George Hunka said...

I hate to rise to David's flame bait, but his comments about the blogosphere are, as you point out, 99seats, somewhat disingenuous. It's interesting that he'd like "more arguments, more dirt, more ... fights," but doesn't suggest what these arguments and fights may be about or what he expects to come of them. Or, really, why they'd do anything except generate quite a lot of heat and little light. I'm sorry that he finds us dull and obscure, but that may say more about him than about us, and fortunately none of us decided to begin and continue blogs for the ongoing amusement of David Cote.

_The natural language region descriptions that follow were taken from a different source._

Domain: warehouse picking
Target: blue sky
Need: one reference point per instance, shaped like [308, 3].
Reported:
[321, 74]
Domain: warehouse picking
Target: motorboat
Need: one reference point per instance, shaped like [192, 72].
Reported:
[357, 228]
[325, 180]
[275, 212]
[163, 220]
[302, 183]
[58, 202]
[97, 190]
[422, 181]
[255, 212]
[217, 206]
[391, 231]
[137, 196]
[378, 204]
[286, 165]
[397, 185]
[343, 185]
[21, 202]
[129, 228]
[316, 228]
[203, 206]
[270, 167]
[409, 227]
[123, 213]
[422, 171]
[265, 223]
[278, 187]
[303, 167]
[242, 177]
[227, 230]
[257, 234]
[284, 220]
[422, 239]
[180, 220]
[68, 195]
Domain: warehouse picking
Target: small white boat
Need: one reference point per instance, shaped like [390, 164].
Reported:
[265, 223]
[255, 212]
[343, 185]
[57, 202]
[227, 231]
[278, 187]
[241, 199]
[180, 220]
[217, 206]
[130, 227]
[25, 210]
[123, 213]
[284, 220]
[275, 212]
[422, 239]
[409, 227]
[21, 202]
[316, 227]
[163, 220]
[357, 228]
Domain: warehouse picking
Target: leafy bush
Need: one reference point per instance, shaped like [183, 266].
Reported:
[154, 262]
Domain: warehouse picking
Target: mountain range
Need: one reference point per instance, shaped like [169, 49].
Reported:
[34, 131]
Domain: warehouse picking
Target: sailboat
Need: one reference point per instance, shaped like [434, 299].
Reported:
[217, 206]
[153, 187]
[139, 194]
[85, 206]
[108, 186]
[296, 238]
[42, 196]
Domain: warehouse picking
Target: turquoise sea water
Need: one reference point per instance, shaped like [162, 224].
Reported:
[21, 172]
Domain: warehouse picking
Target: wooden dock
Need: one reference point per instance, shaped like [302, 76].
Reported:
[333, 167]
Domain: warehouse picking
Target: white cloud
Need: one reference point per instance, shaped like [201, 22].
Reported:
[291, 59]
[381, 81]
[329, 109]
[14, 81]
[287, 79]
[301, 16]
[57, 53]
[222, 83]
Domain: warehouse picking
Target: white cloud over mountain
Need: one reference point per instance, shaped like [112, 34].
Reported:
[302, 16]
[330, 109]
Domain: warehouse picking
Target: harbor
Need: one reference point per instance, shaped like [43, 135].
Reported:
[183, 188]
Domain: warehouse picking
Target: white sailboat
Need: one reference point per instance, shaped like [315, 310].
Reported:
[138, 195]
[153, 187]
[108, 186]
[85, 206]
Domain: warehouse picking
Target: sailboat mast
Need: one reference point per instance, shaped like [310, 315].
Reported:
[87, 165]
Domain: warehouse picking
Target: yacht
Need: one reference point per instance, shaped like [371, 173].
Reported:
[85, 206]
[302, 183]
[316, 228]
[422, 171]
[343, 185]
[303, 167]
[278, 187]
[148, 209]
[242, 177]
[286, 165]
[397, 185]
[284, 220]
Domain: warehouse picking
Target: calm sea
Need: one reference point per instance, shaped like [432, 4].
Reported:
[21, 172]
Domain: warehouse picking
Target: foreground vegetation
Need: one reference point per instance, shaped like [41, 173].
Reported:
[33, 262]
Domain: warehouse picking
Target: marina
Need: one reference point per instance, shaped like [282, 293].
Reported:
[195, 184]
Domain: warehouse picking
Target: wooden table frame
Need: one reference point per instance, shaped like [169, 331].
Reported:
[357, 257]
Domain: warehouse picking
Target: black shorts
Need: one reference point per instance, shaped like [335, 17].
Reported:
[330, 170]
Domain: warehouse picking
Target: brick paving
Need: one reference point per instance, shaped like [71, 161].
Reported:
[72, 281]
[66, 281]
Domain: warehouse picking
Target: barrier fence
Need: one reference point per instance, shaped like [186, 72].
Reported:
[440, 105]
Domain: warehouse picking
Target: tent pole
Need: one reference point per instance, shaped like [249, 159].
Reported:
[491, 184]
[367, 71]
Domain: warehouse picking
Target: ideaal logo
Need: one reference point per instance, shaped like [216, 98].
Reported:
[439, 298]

Again, agreed that there's little of that engagement from Time Out's own crew, whose blog posts are rarely longer than Time Out's reviews (so much for the long-form critics he hopes for; others can turn to Jonathan Kalb's fine hotreview.org, where they'll find what David seems to be looking for, though David doesn't mention it) and often are composed of bluster and little else. (As well as inaccuracy; Helen Shaw's recent bizarre post wondering why there aren't more plays set in outer space says that Jay Scheib's Untitled Mars "transported us to the red planet," but the play itself was rather deliberately set in a simulation of Mars located in the Amercan desert -- an important distinction especially relevant to the themes of the play.) But I'm also sure that anybody looking for truly engaging criticism and essays about theatre will have to look elsewhere than the pages of Time Out New York.

Anonymous said...

"Only certain people are invited to join the actual conversation or, even more important, the actual doing of things, contributing, and once you get your ticket punched, you're in and you're not coming back out. Talking to the people howling outside the gates is now beneath you, or at least possibly damaging to your credibility and credentials."

Word.

By the way, I feel the way about your blog that you feel about Time Out and The Onion. I don't have the strength to blog about theater. I blog about bad hair and old sitcoms. It's easier.